В двадцать один год я был призван под знамена.
Меня определили в артиллерию, и три года я прослужил в Ангулеме.
Вообще-то Ангулем не такой уж скверный городишко — но три года Ангулема, это уже перебор.
И пусть не врут, будто можно помереть со скуки. Это все выдумки. Если бы можно было умереть со скуки, я бы протянул ноги в Ангулеме.
Время текло капля за каплей, как всегда течет потерянное время. И словно это было вчера, помню, как, грустный и праздный, шатался по карабкающимся вверх улочкам, всегда карабкающимся и только вверх. И все-таки, раз уж я по ним карабкался, иногда случалось и спускаться. Это уж закон природы. Однако в воспоминаниях я вижу себя только карабкающимся вверх.
Знаю-знаю, можно прожить всю жизнь в Сент-Этьене, в Шато-Тьерри или, скажем, в Бэйе — не говоря уж про какой-нибудь Стефануа, Кастель-Теодорисьен или Бажокасс — но, может, для этого надо там родиться, что ли, или добровольно выбрать эти городишки для постоянного места жительства… Другое дело прозябать три долгих года в Ангулеме, не имея к тому ни малейшего желания и зная, что никогда туда больше не вернешься, что сделаешь все, чтобы ноги твоей там больше не было — согласитесь, не очень-то подходящий настрой, чтобы оценить приятности городка, пусть даже самого очаровательного на свете.
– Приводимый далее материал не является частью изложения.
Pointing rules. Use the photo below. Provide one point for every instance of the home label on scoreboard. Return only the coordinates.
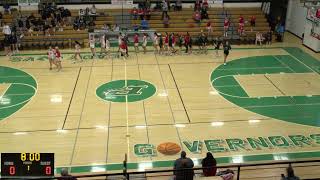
(27, 165)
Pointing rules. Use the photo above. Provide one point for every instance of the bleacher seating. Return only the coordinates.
(180, 22)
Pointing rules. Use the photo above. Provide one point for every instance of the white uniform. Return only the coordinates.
(156, 40)
(107, 45)
(92, 43)
(144, 41)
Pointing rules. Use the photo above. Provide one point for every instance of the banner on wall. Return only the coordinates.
(28, 2)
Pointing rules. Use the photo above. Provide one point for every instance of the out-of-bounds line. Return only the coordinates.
(70, 102)
(184, 107)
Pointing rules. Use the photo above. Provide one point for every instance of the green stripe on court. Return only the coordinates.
(22, 87)
(293, 64)
(294, 109)
(305, 58)
(220, 160)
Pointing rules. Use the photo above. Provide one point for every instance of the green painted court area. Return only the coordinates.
(264, 105)
(20, 87)
(296, 109)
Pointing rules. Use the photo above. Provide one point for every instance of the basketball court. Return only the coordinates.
(262, 106)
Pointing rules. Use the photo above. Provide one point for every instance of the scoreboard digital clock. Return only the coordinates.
(27, 164)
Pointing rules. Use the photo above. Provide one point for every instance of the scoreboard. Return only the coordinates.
(27, 165)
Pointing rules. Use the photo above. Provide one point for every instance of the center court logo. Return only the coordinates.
(125, 91)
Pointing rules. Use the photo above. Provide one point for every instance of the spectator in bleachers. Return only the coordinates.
(290, 174)
(204, 13)
(197, 17)
(141, 13)
(144, 24)
(7, 45)
(65, 15)
(183, 163)
(7, 8)
(226, 25)
(1, 16)
(93, 10)
(178, 5)
(6, 30)
(14, 43)
(134, 13)
(180, 42)
(259, 38)
(209, 164)
(165, 21)
(81, 12)
(116, 28)
(168, 4)
(87, 11)
(147, 13)
(188, 43)
(76, 24)
(65, 175)
(269, 36)
(164, 9)
(30, 31)
(40, 8)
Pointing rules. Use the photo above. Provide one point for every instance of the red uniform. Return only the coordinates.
(140, 12)
(136, 39)
(241, 20)
(134, 12)
(226, 23)
(253, 19)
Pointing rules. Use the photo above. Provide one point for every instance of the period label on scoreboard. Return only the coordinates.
(27, 164)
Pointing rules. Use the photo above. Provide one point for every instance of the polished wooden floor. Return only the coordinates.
(66, 117)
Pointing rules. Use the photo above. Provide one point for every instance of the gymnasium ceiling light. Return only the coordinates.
(61, 131)
(180, 125)
(20, 133)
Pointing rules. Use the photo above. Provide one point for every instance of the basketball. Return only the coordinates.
(169, 148)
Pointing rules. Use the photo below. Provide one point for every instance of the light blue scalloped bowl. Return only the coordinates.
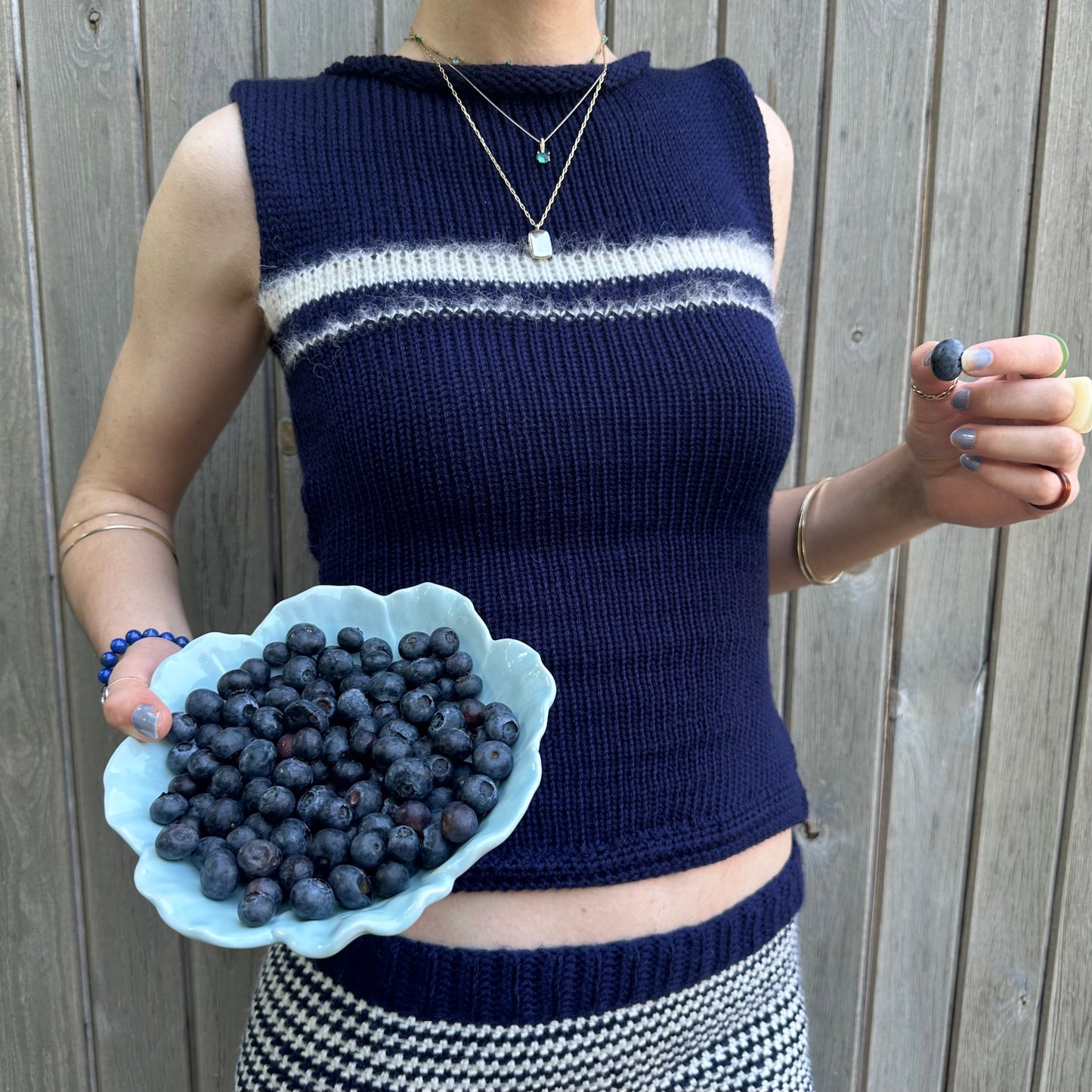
(137, 773)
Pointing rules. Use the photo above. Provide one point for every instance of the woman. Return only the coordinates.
(579, 427)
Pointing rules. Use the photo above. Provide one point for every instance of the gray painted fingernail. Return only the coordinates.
(145, 721)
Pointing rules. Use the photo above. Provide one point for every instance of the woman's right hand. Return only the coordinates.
(130, 706)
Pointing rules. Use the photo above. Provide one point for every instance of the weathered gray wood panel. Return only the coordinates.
(855, 388)
(41, 913)
(983, 118)
(83, 70)
(193, 54)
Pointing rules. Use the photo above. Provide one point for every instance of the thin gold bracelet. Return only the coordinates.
(101, 515)
(118, 527)
(800, 554)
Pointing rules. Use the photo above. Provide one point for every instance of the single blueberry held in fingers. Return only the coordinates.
(945, 358)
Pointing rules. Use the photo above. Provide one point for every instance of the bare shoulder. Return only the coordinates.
(781, 179)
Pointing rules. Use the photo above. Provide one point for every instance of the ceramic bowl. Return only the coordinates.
(137, 772)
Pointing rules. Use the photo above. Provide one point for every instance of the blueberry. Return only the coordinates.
(403, 844)
(480, 792)
(206, 846)
(363, 797)
(277, 653)
(179, 756)
(183, 729)
(346, 771)
(416, 707)
(234, 682)
(184, 784)
(291, 837)
(351, 887)
(200, 805)
(240, 709)
(258, 670)
(409, 779)
(259, 824)
(268, 723)
(336, 812)
(312, 899)
(292, 869)
(334, 664)
(223, 816)
(201, 766)
(306, 639)
(292, 773)
(176, 841)
(453, 743)
(493, 758)
(459, 664)
(353, 704)
(351, 639)
(391, 877)
(459, 821)
(444, 642)
(277, 803)
(238, 838)
(299, 672)
(257, 759)
(435, 849)
(226, 781)
(378, 822)
(228, 744)
(368, 849)
(255, 908)
(945, 358)
(218, 875)
(281, 697)
(328, 848)
(385, 686)
(305, 714)
(308, 745)
(203, 706)
(259, 858)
И военная служба в Ангулеме не лишена в этом смысле известного символического смысла. Это были тюремные ворота меж двух зубчатых башен.
Вот такое впечатление сохранил я от тех времен.
Конечно, имелось там и нечто вроде кафешантана, этакое полуподпольное заведение, куда мы совершали набеги по вечерам и где из кожи лезли вон, стараясь изображать повес: орали хором в табачном дыму какие-то песенки, щипали за попки официанток, затевали, без всякого, впрочем, повода, всякие мелкие перепалки, и все только ради того, чтобы хоть чуть-чуть оживить обстановку — какие скорбные радости, какое жалкое распутство!
Их было трое — Агата, Мадлен и Рыжуха — а нас сотня!
Три непохожие друг на друга девицы и сотня столь же непохожих друг на друга солдат — по очереди!
Да, я сказал, непохожие друг на друга, и тем не менее это были мамаша и две дочки, эти три девицы.
Рыжуха была мамаша.
Папаша, супруг, подвизался в заведении пианистом. А патроном в кабаке был брат пианиста.
Дружное семейство из пяти человек, убежденных, что добропорядочней их в мире не сыскать.
Агата с Мадлен просто боготворили мамашу и имели весьма своеобразное представление о дочернем долге. Если кто-то из нас многократно и по несколько раз кряду отдавал предпочтение одной из них, та непременно замечала настойчивому поклоннику:
— Ты уж, пожалуйста, в следующий раз мамочку возьми, договорились?
По прошествии шести месяцев, горя желанием развлечься и хоть как-то убить время, я попросился поработать в конторе начальства. Разрешение было выдано без всяких осложнений. Почерк у меня был хуже некуда, зато я с удивлением обнаружил, что наделен незаурядными способностями к арифметике.
Мне впервые представился случай выявить в себе эти таланты.
Конечно, я не вообразил себя великим математиком, однако что правда то правда, у меня действительно дар проводить в уме изрядное количество арифметических действий, пусть каждое само по себе не такое уж сложное, но зато с быстротой, какую не часто встретишь.
И этот дар открыл передо мной новые горизонты.